The case out of New Mexico federal court alleges Lowes has employed an “illegal company-wide policy” that has deprived workers of time-and-a-half overtime pay for off-the-clock work and caused the individuals’ overtime rates to be miscalculated.
“Lowes knowingly and deliberately failed to compensate Plaintiffs and the Putative Class Members for all hours worked each workweek and the proper amount of overtime on a routine and regular basis during the relevant time periods,” the complaint, filed by a former Lowe’s employee, claims.
Lowes employs non-exempt, hourly paid customer service representatives responsible for tendering sales, coordinating deliveries, managing installations, facilitating repair services and answering customers’ inquiries, the case states. According to the suit, however, the home improvement retailer has failed to compensate call center employees for all compensable work hours by requiring that they clock in only once they are ready to take their first call. As a result, the case says, the workers are required to start up their computers, read company emails, open several different computer programs, log in to each program and ensure that the software is running correctly—which can take anywhere from five to 15 minutes—all before clocking in for their shifts.
Per the case, workers who are not ready to take their first call at the start of their shift, or those who clock in prior to their shift start time, are subject to discipline.
“Therefore, the only way to be ready on time, and avoid discipline, is to prepare the computer ‘off-the-clock’ and without pay,” the complaint attests.
The lawsuit says call center workers are required to perform similar off-the-clock work during their 30-minute unpaid lunch breaks, and spend roughly one to three minutes logging out of the phone system and computer applications and logging off their computer before leaving for their break. Workers are then required to spend another one to three minutes at the end of each break logging back into their computers and programs, the suit says. This “lengthy log off and log in procedure” is performed during workers’ breaks and therefore goes uncompensated, according to the suit.

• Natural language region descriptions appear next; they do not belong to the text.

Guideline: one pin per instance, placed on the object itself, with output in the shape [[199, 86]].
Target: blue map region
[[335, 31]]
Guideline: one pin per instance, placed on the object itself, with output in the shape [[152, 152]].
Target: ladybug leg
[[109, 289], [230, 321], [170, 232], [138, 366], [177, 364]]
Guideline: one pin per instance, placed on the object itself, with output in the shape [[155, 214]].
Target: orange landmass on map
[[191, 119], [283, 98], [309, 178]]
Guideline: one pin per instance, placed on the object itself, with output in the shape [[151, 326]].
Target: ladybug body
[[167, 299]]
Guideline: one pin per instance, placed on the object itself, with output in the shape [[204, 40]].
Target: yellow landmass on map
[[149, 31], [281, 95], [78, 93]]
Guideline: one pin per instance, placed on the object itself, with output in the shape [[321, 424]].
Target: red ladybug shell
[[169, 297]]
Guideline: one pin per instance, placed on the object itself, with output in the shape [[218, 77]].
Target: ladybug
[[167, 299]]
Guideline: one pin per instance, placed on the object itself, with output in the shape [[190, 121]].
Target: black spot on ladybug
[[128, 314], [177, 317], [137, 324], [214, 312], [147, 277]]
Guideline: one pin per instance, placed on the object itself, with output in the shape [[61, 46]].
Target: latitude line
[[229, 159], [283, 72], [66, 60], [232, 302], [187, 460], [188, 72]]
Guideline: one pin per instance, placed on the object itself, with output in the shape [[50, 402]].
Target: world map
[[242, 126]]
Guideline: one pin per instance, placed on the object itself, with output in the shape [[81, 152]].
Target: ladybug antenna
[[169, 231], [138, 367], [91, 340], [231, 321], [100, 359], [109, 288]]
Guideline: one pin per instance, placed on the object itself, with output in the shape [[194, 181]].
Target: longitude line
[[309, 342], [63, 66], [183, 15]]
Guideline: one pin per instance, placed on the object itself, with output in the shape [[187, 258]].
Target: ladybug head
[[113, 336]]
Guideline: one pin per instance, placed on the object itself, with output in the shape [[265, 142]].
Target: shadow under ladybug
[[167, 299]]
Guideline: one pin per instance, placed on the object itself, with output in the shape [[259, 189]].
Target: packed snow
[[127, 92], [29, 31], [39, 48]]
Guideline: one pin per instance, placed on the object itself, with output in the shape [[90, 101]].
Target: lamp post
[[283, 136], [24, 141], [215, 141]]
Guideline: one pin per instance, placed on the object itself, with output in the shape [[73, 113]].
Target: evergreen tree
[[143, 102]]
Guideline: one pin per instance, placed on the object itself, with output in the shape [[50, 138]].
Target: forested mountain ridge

The case goes on to claim that Lowes has a policy and practice of requiring employees to clock out for breaks lasting 20 minutes or less. While the defendant permits workers to take two 15-minute breaks each day, they are required to clock out for “any and all breaks” outside of their two 15-minute breaks, according to the suit. If an employee exceeds their 15-minute breaks by even a minute, the defendant clocks them out and does not pay for the additional minute, the lawsuit alleges.
Per the case, Lowes’ pay policies have resulted in workers not being paid time-and-a-half overtime hours for their off-the-clock work, the amount of which causes their weekly hours to exceed 40.